A Semantic Middleware Supported Receding Horizon Optimal Power Flow in Energy Grids

Energy management in electric grids with multiple energy sources, generators, storage devices, and interacting loads along with their complex behaviors requires grid wide control. Communication infrastructure that aggregates information from heterogeneous devices in the electric grid making the applications completely independent of physical connectivity is essential for building in the context of control applications. This investigation presents a semantic middleware that is used to implement a receding-horizon-based optimal power flow (OPF) in smart grids. The presence of renewable energy sources, storage systems, and loads dispersed all along the grid necessitates the use of grid wide control and a communication infrastructure to support it. To this extent, the proposed middleware will serve as the basis for representing various components of the power grid. It is enriched with intelligence by semantic annotation and ontologies that provide situation awareness and context discovery.

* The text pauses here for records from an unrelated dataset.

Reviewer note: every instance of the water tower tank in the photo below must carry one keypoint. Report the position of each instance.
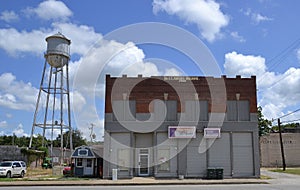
(58, 50)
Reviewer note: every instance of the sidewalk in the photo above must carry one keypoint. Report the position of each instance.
(135, 181)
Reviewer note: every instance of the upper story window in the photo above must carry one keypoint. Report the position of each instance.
(124, 110)
(238, 110)
(165, 110)
(196, 110)
(82, 152)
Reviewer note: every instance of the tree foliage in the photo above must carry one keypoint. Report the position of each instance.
(77, 139)
(264, 125)
(37, 141)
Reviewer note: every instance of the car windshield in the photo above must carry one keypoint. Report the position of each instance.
(5, 164)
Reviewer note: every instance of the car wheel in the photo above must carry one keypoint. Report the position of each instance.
(22, 174)
(8, 175)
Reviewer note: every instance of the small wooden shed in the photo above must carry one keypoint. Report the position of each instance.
(87, 161)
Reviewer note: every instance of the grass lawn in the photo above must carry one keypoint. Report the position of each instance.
(288, 170)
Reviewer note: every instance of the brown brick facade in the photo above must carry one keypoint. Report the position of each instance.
(145, 89)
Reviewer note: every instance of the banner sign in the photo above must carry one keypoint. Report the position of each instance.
(182, 132)
(212, 133)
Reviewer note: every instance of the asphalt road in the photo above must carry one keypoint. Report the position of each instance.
(280, 181)
(177, 187)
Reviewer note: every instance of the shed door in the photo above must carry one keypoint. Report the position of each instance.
(144, 162)
(219, 154)
(196, 161)
(88, 166)
(243, 165)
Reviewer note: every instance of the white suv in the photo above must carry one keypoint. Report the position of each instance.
(12, 168)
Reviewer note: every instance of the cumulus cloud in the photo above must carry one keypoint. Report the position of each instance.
(32, 42)
(9, 16)
(16, 94)
(3, 123)
(298, 54)
(19, 131)
(50, 10)
(277, 91)
(237, 37)
(205, 14)
(256, 17)
(245, 65)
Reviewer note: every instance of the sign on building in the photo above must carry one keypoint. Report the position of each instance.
(212, 133)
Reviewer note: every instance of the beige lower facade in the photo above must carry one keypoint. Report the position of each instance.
(271, 152)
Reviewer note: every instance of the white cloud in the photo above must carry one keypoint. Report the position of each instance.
(16, 94)
(237, 37)
(50, 10)
(277, 92)
(32, 42)
(298, 54)
(256, 17)
(245, 65)
(3, 123)
(8, 115)
(9, 16)
(205, 14)
(19, 131)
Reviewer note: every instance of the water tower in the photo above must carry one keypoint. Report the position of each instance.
(52, 113)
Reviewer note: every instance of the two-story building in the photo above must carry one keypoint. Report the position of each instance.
(180, 126)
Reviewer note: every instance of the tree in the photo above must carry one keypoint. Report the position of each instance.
(263, 124)
(77, 139)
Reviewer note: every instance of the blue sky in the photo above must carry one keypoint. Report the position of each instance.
(255, 37)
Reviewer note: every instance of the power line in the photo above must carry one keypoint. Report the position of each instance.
(289, 114)
(290, 121)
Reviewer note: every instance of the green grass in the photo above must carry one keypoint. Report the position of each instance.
(295, 171)
(264, 177)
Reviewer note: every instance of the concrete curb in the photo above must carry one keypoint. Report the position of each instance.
(130, 182)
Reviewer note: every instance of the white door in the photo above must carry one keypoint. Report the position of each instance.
(143, 162)
(88, 166)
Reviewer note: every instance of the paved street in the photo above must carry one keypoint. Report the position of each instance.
(280, 181)
(168, 187)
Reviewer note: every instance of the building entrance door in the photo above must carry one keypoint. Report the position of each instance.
(143, 162)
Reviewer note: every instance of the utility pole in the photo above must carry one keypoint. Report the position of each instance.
(92, 131)
(281, 146)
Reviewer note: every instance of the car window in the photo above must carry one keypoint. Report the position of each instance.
(16, 164)
(5, 164)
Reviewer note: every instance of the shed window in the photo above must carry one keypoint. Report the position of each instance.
(89, 163)
(238, 110)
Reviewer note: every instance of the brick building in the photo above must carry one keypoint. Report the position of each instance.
(180, 126)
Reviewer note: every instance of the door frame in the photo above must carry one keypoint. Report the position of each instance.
(88, 170)
(139, 161)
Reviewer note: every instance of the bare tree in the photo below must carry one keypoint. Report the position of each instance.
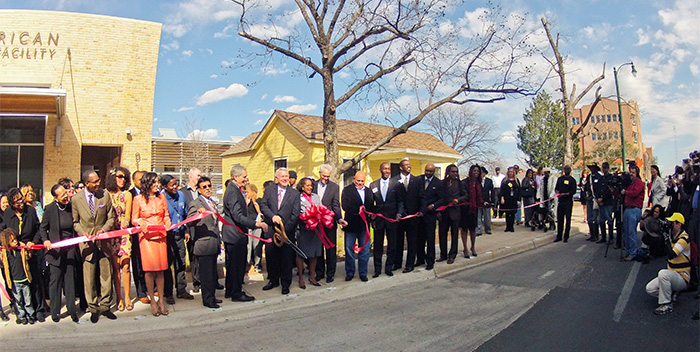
(460, 128)
(569, 101)
(387, 48)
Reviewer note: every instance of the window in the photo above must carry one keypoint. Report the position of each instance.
(281, 162)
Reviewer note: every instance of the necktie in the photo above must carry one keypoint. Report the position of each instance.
(91, 204)
(384, 189)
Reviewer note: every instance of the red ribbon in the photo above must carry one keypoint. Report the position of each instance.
(315, 215)
(136, 229)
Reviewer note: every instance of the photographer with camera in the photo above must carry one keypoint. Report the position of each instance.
(633, 201)
(676, 276)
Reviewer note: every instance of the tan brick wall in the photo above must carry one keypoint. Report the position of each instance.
(110, 81)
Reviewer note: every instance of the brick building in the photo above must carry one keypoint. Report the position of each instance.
(76, 93)
(600, 139)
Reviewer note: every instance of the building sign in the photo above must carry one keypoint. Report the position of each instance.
(28, 46)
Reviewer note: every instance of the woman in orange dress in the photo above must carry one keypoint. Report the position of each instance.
(118, 182)
(150, 209)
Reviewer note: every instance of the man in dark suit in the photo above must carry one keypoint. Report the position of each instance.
(410, 201)
(206, 242)
(136, 268)
(483, 223)
(330, 197)
(280, 205)
(355, 196)
(386, 202)
(190, 192)
(57, 225)
(432, 198)
(235, 242)
(92, 215)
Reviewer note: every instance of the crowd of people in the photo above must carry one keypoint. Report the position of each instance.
(296, 225)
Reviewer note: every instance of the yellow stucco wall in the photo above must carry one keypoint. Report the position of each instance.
(110, 79)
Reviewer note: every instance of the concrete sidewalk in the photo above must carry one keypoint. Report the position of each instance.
(186, 313)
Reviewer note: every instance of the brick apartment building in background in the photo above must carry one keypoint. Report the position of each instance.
(600, 139)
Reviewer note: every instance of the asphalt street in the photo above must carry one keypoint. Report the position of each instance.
(559, 297)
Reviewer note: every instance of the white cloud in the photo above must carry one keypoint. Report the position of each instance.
(199, 134)
(215, 95)
(300, 109)
(263, 112)
(285, 99)
(174, 45)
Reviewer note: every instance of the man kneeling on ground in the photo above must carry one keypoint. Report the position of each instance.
(677, 275)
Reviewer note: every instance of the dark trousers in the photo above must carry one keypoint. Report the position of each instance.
(426, 236)
(279, 264)
(384, 229)
(208, 278)
(564, 214)
(136, 268)
(176, 264)
(236, 263)
(510, 220)
(447, 224)
(62, 279)
(325, 264)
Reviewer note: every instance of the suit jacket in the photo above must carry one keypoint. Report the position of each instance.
(390, 207)
(351, 202)
(236, 212)
(409, 198)
(85, 223)
(487, 191)
(50, 230)
(30, 224)
(331, 198)
(433, 194)
(205, 231)
(456, 191)
(288, 210)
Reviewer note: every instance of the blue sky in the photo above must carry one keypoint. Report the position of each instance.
(199, 41)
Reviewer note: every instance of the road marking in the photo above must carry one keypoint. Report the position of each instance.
(546, 274)
(626, 292)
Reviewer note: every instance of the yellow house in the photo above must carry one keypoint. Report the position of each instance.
(295, 141)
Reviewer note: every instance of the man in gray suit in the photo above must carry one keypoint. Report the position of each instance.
(92, 215)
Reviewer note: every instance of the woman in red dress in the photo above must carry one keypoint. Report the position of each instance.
(150, 209)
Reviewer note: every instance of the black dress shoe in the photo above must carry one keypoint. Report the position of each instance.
(270, 285)
(243, 297)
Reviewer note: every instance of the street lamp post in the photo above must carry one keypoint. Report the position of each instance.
(619, 107)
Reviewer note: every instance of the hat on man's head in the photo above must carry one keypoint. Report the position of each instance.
(677, 217)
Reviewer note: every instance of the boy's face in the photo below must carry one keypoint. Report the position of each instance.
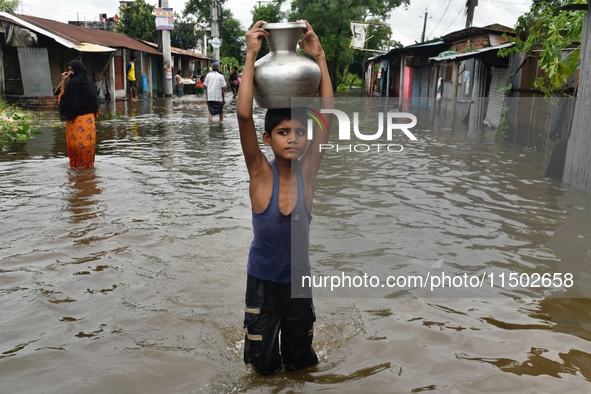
(288, 139)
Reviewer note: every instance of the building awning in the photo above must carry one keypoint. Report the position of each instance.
(88, 47)
(470, 55)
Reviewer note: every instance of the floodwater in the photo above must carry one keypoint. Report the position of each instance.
(129, 278)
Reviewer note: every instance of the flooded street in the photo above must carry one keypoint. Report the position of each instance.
(130, 277)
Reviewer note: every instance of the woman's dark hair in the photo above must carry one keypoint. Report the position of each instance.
(274, 116)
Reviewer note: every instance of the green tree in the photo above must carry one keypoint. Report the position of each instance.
(331, 21)
(138, 21)
(556, 35)
(9, 5)
(232, 37)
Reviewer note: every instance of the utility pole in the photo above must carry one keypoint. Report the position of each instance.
(166, 56)
(216, 16)
(470, 5)
(425, 27)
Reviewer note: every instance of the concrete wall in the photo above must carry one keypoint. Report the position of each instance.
(577, 168)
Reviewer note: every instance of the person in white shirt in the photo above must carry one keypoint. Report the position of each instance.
(215, 84)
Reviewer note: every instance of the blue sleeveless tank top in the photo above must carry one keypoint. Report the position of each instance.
(280, 241)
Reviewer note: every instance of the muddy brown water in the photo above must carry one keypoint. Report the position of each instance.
(129, 278)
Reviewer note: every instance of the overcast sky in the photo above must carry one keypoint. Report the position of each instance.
(444, 16)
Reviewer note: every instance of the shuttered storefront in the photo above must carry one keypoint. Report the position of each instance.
(34, 64)
(426, 87)
(496, 97)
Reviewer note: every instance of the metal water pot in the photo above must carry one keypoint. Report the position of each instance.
(283, 73)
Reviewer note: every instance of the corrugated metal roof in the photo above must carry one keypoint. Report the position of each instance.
(72, 36)
(469, 55)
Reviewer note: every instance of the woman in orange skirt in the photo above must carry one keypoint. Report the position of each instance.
(79, 107)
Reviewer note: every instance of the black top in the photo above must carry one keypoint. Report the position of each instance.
(80, 95)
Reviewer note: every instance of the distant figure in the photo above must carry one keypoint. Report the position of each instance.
(215, 83)
(131, 79)
(178, 84)
(234, 82)
(198, 78)
(79, 107)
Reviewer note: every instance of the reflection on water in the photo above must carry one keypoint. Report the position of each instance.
(130, 277)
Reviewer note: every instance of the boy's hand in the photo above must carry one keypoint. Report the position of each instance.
(254, 37)
(310, 43)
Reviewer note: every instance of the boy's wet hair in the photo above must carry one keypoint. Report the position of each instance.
(274, 116)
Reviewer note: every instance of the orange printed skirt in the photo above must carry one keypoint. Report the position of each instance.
(81, 139)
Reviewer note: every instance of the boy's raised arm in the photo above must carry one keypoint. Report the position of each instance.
(253, 155)
(311, 45)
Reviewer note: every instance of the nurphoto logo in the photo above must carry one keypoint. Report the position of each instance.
(395, 122)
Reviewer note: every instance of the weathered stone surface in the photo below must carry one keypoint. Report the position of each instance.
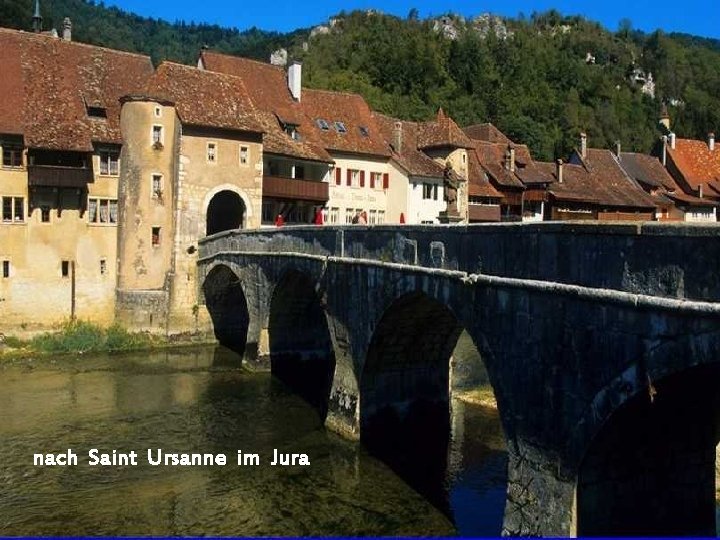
(572, 322)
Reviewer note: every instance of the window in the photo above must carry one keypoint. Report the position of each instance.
(97, 112)
(109, 161)
(157, 139)
(353, 178)
(157, 186)
(13, 209)
(12, 156)
(212, 153)
(102, 210)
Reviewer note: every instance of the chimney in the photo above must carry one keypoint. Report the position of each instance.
(67, 29)
(397, 137)
(664, 117)
(295, 79)
(510, 158)
(558, 170)
(37, 18)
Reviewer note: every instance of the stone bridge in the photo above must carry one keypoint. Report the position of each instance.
(601, 342)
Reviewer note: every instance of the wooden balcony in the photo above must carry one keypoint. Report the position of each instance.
(293, 189)
(484, 212)
(55, 176)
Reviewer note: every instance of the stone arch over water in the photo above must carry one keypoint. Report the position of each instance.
(406, 390)
(301, 349)
(228, 308)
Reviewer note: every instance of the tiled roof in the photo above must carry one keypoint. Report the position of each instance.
(619, 188)
(577, 185)
(442, 132)
(695, 161)
(47, 83)
(647, 170)
(204, 98)
(267, 87)
(410, 158)
(486, 132)
(478, 183)
(354, 113)
(491, 158)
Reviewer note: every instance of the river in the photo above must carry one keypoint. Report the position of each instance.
(197, 401)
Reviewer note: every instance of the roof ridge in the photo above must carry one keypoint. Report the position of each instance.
(38, 37)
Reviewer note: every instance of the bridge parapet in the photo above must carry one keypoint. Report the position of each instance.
(667, 260)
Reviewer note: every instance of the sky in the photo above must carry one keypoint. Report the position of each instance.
(699, 17)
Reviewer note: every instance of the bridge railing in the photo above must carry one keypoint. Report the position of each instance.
(670, 260)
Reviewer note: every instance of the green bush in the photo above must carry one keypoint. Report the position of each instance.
(85, 337)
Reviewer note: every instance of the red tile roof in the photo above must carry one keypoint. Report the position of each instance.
(695, 162)
(354, 113)
(205, 98)
(47, 82)
(442, 132)
(267, 87)
(486, 132)
(410, 158)
(649, 171)
(619, 189)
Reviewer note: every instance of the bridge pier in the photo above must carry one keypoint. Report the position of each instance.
(539, 502)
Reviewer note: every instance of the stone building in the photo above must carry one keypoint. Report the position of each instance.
(60, 144)
(296, 166)
(191, 166)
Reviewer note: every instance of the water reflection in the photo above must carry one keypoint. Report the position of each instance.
(196, 401)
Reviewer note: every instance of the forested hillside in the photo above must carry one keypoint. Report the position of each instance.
(541, 79)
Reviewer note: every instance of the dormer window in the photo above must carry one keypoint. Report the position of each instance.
(96, 112)
(291, 129)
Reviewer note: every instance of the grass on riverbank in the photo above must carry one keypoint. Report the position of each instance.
(80, 337)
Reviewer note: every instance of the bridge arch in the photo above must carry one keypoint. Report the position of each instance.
(226, 207)
(405, 393)
(648, 467)
(228, 308)
(301, 349)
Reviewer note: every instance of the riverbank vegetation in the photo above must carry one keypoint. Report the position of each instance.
(80, 337)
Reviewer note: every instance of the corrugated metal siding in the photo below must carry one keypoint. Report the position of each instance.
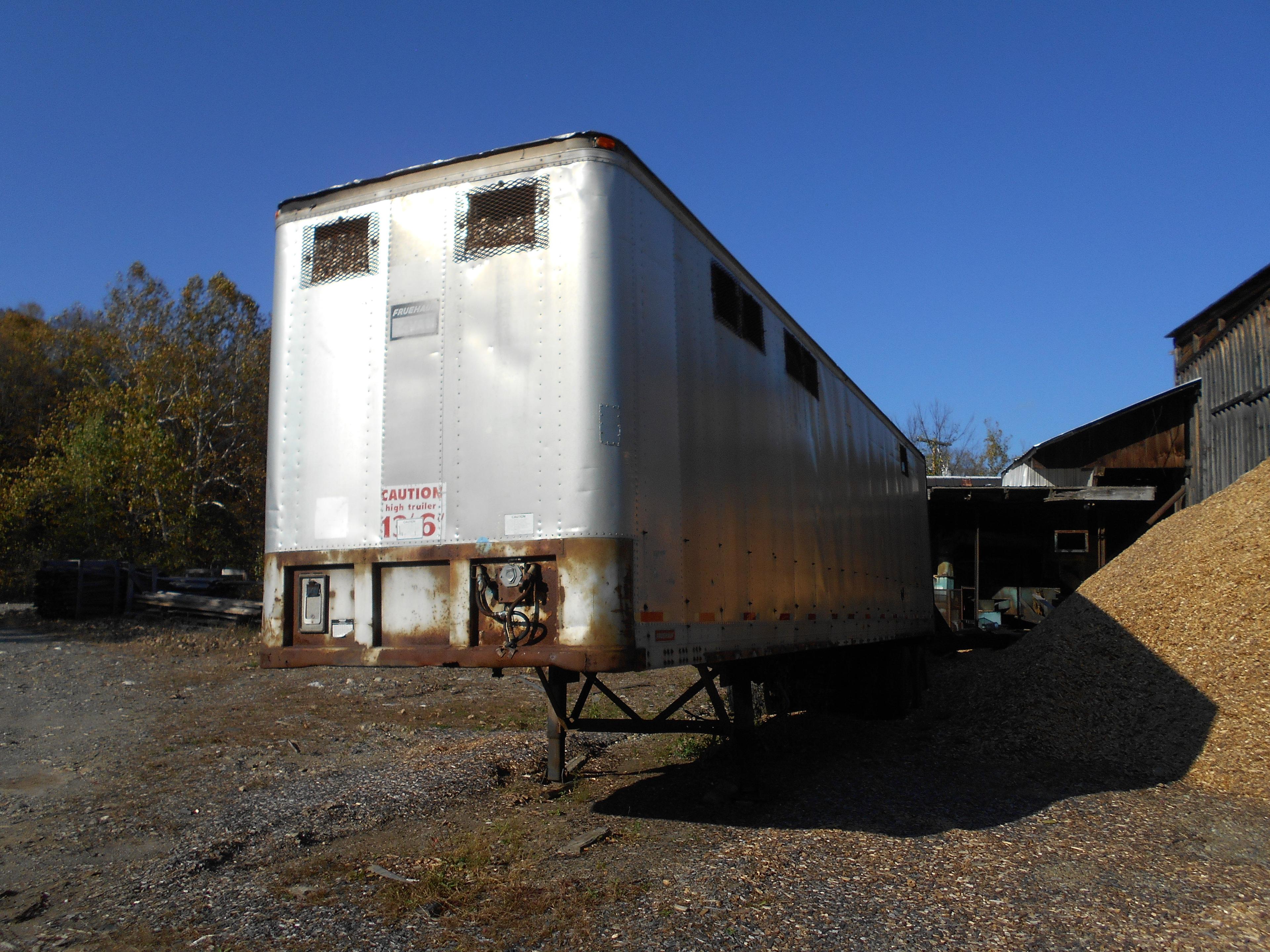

The middleware deployment is demonstrated by implementing the receding horizon OPF in a network in Steinkjer, Norway. Our results demonstrate the advantages of both the middleware and the algorithm. Furthermore, the results prove the added flexibility obtained in the grid due to the addition of renewable energy and storage systems. The significant advantage of the proposed approach is that the real-time monitoring infrastructure is used for improving the flexibility, reliability, and efficiency of the grid.